相手の気持ちが考えられない場合、自分の考えが正しいと過信してしまっている場合があります。そうなると、相手の気持ちや感じていることが、あたかも間違いのように思えてしまい、自分の正当性ばかりを強調してしまうことになるのです。

正論だけど、それだけでは救われないという場面は意外とあるのではないでしょうか。正しいからと思って、相手に伝えても、それでは相手の気持ちを考えることはできないでしょう。

⑧相手の状況を知らない

相手の気持ちを考える場合、その人の背景にあることや、その前後の出来事などを知っている必要がある場合があります。そういった情報がないままに相手の気持ちを考えることは、限界があるのではないでしょうか。

相手の気持ちを考えるためには、やはりそれなりにその人に関しての情報が必要です。情報が多ければ多いほど、相手の気持ちを的確に考えることはできるのではないでしょうか。その人の人となりや、状況などあまり知らないままに考えることは、やはり難しいです。

相手の気持ちを考えられるようになるための方法

では、どうすれば相手の気持ちを考えられるようになるのでしょうか。すぐに変わることはできないかもしれませんが、変わろうとした日から少しずつ変わることは可能です。今日からでも自分でできる方法を紹介します。

①聞き上手になる

相手の気持ちを考えられる人というのは、聞き上手な人が多いです。相手の話をしっかりと聞き取ることができることで、相手の気持ちを考えるための情報をたくさん手にしているのではないでしょうか。

自分の意見を挟むことなく、とにかくしっかりと相手の話に耳を傾けてみましょう。また話をしている時の、相手の表情や声の様子などにも目を向けてみると、もっと多くの情報を得ることができます。

②相手の立場で考える癖をつける

もし自分が相手と同じような状況になったらというのを、想像してみることは大切です。そこに、さらに相手の性格や考え方を加味することで、より相手の気持ちに近づくことができるのではないでしょうか。

「自分ならこうだ」というのは、相手の立場には立っているものの、まだ自分の気持ちしか見えていない状況です。
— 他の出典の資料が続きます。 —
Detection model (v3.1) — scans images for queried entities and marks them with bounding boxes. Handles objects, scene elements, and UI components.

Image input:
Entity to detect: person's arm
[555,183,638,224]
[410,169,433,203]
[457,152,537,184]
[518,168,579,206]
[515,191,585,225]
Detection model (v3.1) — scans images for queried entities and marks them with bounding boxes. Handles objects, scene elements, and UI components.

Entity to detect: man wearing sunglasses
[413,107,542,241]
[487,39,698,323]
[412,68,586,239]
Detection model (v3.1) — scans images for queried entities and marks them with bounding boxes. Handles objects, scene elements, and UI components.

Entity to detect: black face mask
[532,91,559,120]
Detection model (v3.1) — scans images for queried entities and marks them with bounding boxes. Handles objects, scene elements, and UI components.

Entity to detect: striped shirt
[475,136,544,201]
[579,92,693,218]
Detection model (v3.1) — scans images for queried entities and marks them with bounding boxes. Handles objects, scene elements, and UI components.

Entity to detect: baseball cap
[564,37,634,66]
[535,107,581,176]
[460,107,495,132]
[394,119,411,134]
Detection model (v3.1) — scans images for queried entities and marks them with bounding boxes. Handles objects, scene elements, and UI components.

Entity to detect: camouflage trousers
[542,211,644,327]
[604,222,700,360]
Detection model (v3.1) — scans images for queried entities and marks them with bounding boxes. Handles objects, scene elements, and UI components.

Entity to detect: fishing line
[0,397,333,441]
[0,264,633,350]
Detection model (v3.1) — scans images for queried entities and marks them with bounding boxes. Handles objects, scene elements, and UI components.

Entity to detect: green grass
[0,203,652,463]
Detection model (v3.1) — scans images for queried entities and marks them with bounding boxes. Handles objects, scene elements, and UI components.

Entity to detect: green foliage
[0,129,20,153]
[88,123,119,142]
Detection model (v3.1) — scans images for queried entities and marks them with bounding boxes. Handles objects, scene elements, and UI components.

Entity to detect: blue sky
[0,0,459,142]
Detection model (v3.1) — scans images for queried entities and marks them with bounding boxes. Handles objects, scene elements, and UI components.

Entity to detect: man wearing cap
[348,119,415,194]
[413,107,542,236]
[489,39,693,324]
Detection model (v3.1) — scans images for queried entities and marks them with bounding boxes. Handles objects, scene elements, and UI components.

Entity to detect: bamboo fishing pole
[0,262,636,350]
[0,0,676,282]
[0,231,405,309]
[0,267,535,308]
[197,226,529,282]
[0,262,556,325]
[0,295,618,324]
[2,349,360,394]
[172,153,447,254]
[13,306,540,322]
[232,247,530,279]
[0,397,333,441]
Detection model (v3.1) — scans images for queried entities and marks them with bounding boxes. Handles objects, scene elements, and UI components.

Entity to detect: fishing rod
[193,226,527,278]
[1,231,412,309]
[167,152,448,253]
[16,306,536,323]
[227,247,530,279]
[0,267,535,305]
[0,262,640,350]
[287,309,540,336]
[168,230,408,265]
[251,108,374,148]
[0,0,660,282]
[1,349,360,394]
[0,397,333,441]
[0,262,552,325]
もう少し深く相手になった状態で気持ちを想像することで、今よりも相手の気持ちが考えられるようになるかもしれません。

③言う前にその言葉を反芻してみる

言いたいことが我慢できず言ってしまい、結果的に相手を傷つけてしまう人は、言う前にその言葉を反芻してみるといいかもしれません。心の中でその言葉を投げかけてみることで、少し逡巡できます。

あまりいい印象はないと感じるのであれば、言葉にして出すことはやめておいた方がいいでしょう。相手の気持ちが考えられる人というのは、言葉を選びながらゆっくり話す傾向があります。慌てて言葉を口から出してしまうと、どうしても相手の気持ちを考えない言葉になってしまう場合があるからです。

④自分と相手は違うと理解する

そんなことはわかっていると思っているかもしれません。ただ、自分の物差しで相手のことを測ろうとする人は多いものです。自分ならそれくらいやれるのに、自分ならこういう時励まして欲しいのにという考えは、自分と相手を同じだと思っているからこそ、出てくる考えです。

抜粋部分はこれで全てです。